テキパキと荷物を片付け、一分も掛からずいつでも動きだせるような状態にまで持っていった。
魔力探知に長けたメンバーは、魔力を追って進んでいった斥候役の彼女が進んでいった方向に意識を集中させる。自らの限界ギリギリ......いや、限界以上にまで探知を広げてメンバー全員が最短で進めるルートを探っていく。
脳に多大な負荷が掛かるため多用は出来ず、使用後はしばらく動けなくなってしまう。
だが、この時の為に必死に磨いてきた自分の長所。ここで使わないでいつ使うのか。
シアンでさえ最初の方は脳が破裂するんじゃないかという恐怖と戦っていたソレを、時に毛細血管を破裂させ、鼻血や血涙を流しながらも自分なりに必死にカスタマイズしていった。
そこまでしてようやくモノにした魔力探知は直線距離で凡そ五十キロ、幅二百メートルにまでなっており、人の枠からはみ出した探知能力を得るに至った。
ストーカーに並ぶ狂信者の成せる技なのだろうか。
そしてストーカーの彼女、彼女はとても引っ込み思案であった。助けられた当初は混乱により喋れず、落ち着いてきてからは物語のように王子様が颯爽と助けにきてくれた......そう思い込み、話す事が不可能な状態にまでなってしまった。
コミュ障と吊り橋効果と相手の神格化のハイブリッドで何とも説明のし難い状況に落ち着く。

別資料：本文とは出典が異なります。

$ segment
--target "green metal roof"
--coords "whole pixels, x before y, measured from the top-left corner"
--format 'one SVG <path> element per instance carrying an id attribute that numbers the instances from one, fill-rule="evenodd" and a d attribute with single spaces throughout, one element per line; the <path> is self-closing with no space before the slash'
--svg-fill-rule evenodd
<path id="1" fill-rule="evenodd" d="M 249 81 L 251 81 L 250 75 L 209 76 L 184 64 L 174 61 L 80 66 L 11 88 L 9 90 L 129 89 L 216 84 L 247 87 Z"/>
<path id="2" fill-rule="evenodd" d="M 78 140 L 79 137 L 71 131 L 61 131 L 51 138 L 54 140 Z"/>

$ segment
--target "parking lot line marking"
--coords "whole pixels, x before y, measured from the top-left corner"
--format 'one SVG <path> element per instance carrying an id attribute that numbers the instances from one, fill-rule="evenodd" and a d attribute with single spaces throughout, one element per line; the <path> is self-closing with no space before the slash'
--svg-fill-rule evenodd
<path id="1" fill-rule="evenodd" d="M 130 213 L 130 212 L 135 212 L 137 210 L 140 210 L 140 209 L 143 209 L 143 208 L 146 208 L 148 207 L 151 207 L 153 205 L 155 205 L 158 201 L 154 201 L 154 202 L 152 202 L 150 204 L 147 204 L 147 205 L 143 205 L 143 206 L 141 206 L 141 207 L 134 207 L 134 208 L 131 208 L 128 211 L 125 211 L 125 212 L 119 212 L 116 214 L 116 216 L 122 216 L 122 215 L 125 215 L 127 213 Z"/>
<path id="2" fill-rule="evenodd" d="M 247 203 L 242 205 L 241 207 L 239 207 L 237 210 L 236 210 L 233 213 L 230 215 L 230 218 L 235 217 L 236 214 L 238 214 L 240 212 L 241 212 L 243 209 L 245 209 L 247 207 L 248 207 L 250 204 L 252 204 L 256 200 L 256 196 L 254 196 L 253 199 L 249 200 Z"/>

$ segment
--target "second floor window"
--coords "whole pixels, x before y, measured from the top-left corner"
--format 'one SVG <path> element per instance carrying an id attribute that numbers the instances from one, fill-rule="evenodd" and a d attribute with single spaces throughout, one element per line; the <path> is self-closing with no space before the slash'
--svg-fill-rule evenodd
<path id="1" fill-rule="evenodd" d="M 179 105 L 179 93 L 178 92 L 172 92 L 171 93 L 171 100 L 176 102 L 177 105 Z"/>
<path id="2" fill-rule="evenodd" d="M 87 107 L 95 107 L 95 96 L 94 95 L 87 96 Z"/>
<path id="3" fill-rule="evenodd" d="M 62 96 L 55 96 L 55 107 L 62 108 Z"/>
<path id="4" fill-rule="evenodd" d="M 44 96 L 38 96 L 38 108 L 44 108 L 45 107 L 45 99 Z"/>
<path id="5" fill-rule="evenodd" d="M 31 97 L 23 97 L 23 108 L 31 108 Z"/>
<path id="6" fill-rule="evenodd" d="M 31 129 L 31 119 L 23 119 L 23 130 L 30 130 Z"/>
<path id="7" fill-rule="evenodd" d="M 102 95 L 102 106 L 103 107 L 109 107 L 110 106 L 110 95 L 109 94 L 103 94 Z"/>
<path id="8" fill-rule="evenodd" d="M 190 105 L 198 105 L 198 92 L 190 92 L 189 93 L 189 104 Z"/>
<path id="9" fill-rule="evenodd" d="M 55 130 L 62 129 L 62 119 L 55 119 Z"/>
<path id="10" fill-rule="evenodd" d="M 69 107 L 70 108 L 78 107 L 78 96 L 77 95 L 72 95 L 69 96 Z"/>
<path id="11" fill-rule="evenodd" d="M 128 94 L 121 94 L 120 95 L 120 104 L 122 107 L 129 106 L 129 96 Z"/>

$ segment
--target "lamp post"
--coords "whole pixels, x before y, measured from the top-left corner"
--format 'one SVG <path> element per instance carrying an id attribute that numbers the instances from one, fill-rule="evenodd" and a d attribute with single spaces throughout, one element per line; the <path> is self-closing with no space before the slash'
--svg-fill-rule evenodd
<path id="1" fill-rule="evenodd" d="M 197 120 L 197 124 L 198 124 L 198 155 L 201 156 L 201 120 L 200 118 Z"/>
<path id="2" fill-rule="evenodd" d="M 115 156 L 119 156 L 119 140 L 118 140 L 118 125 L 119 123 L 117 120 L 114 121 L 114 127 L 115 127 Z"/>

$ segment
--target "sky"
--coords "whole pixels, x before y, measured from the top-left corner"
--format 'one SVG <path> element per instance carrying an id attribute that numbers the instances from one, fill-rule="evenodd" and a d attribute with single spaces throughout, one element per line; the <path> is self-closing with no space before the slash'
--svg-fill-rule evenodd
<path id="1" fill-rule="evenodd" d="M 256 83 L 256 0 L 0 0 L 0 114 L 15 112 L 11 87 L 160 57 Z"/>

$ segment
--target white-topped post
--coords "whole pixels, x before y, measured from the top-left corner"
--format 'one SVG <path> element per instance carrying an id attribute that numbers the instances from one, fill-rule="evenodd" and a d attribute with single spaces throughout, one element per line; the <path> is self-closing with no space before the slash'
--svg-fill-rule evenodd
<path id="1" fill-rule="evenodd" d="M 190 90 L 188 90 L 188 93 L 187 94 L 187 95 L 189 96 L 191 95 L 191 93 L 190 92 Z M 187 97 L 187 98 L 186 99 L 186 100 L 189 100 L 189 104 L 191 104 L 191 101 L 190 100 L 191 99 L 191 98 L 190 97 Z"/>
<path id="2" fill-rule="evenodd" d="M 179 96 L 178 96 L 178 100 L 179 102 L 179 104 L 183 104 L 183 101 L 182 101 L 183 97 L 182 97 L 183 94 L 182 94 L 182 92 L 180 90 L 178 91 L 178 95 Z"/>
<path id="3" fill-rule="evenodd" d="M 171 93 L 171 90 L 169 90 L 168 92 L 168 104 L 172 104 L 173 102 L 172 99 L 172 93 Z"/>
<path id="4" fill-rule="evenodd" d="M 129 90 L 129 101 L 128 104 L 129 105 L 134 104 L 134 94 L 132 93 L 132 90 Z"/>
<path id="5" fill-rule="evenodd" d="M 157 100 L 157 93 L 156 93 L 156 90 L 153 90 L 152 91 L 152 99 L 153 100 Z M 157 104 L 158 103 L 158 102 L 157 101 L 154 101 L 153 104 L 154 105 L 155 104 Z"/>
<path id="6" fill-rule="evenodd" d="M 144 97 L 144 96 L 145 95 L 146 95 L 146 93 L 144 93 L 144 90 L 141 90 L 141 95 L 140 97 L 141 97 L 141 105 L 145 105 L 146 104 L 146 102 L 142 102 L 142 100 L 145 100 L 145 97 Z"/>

......その結果、話す事が無理なら遠くからその御姿を眺められればいいとなり、その為の技術を磨きに磨き......ハイスペックストーカー兼凄腕の暗殺者が爆誕した。
だがそれだけでは飽き足らずに、日夜そのストーキング技術を磨き上げていった。
ストーキング技術によりクラン内では斥候、諜報を担当し、暗殺技術はクランに手を出す者や畜ペンを馬鹿にする者に向けて振るわれる事になった。

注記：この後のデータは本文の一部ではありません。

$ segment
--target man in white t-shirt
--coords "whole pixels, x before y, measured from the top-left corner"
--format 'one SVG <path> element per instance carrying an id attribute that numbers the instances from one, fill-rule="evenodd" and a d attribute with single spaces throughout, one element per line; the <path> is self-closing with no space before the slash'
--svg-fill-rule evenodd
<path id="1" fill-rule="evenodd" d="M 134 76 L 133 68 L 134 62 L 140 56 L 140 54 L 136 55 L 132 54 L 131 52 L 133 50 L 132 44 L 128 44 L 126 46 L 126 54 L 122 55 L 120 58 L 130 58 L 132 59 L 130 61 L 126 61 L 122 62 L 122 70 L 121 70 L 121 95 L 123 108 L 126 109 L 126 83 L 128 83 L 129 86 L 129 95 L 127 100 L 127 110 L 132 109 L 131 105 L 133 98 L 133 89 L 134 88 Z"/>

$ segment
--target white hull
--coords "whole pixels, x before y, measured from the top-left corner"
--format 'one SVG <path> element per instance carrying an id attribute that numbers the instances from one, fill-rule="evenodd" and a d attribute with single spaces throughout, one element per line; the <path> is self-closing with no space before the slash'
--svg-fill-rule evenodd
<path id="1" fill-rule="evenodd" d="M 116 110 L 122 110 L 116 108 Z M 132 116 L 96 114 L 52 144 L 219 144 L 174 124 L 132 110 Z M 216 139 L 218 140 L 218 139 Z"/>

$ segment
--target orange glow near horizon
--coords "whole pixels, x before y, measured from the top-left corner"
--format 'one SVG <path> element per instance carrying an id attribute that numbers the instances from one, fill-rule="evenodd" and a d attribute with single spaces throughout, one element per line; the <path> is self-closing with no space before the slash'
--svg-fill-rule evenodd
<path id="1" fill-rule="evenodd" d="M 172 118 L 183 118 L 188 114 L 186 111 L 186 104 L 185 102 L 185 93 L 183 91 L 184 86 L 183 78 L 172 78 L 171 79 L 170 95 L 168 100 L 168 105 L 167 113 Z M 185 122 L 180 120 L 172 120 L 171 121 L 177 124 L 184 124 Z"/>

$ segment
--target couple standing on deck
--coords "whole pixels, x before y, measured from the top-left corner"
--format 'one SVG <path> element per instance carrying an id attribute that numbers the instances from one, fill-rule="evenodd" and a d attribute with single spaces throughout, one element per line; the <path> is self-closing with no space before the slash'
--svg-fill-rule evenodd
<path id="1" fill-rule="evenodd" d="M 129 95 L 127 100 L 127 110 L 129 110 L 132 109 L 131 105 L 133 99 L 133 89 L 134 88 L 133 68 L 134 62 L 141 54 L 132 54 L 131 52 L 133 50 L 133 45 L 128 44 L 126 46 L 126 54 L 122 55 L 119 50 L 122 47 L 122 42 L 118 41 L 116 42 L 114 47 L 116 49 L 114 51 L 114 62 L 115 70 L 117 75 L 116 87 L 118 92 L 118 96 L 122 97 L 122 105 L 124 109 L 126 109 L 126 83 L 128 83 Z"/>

その磨き上げたストーキング技術もシアンの前では......シアン一家の前では無力になるのだが、この話は今する事では無いだろう。
そして今......ストーキング技術と暗殺技術をフルに用いて、闇ル〇バのストーキングを行っていた。
「早い......それと物凄い魔力......はぁっ......今が追跡中でなければ、今すぐにでも体を慰めたいのに......」
圧倒的肉欲に抗いながらも自らの任務を遂行していく。現れる魔物は徹底的に無視し、商会のメンツが意地と根性で作り上げたスタミナ回復ポーションと魔力回復ポーションを飲みながら山を駆け回る。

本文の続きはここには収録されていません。